The country is still not as inclusive as it claims to be. For example, in 2017, the Paris mayor threatened to ban a Black feminist festival hosting workshops for Black women; this is just a singular instance among many others where these spaces for minority communities were threatened. Additionally, in 2021 France’s government banned the hijab worn by Muslim children and their mothers who accompany them on school trips, causing women and children who wear the hijab to suffer from violence, harassment, and discrimination. In 2022, France’s senate voted to ban wearing the hijab in sports competitions.
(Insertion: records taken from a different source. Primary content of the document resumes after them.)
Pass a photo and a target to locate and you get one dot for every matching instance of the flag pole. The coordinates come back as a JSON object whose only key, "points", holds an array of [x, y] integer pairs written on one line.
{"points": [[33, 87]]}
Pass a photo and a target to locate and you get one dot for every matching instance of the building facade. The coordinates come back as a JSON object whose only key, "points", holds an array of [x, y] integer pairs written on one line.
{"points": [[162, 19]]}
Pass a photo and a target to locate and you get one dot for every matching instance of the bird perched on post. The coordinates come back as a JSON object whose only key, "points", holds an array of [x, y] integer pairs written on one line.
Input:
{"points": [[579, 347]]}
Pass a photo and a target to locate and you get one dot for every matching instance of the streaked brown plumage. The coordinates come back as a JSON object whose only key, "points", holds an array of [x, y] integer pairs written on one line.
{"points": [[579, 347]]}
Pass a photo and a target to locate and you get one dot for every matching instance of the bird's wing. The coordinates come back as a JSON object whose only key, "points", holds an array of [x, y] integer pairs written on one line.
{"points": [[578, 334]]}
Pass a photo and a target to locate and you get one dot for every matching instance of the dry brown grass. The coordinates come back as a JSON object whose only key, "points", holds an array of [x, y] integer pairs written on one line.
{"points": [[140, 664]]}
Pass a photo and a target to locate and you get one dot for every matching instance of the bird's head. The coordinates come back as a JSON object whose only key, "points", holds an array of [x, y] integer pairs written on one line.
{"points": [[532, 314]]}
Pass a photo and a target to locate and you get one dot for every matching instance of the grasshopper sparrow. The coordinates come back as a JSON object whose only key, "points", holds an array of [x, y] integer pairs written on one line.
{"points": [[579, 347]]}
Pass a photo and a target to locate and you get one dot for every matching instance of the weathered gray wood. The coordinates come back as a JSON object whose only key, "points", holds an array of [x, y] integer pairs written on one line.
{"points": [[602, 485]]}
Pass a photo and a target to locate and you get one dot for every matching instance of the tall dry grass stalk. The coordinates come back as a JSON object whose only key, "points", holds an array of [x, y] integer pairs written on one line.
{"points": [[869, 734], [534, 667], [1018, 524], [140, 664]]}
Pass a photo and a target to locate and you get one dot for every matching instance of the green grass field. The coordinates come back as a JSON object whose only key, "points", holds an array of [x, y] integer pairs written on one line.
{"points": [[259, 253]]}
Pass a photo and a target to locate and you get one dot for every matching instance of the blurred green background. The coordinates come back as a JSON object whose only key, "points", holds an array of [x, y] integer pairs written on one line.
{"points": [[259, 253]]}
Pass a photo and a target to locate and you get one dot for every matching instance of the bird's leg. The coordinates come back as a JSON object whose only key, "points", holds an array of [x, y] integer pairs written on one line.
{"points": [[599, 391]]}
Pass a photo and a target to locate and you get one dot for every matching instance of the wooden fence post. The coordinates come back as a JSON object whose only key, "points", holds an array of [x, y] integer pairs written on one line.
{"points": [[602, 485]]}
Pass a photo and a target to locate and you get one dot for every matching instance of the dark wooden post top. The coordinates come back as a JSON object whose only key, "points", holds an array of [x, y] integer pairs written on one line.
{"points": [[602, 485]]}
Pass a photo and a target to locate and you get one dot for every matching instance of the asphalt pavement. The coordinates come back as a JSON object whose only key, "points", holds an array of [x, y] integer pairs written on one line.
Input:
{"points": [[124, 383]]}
Furthermore, since the start of the pandemic, French Asians have suffered from a significant increase in violence, discrimination, and harassment from those who blame them for the COVID-19 virus.

Moreover, on the topic of gender-based violence, a 2019 French Institute of Public Opinion survey showed that 30% of women polled experienced sexual harassment or assault in the workplace. My friends and I experienced catcalling while walking to a café, and some of them were groped on the metro.

Conclusion

What I found by asking which country promotes more gender equality is that there’s no clear answer. Some women may benefit from a better quality of life in France in some areas, but there is still much to accomplish for both countries to achieve true gender equality, that includes nonwhite women. The same issues women face in the U.S. are the same issues French women face, but there are differences regarding reproductive rights.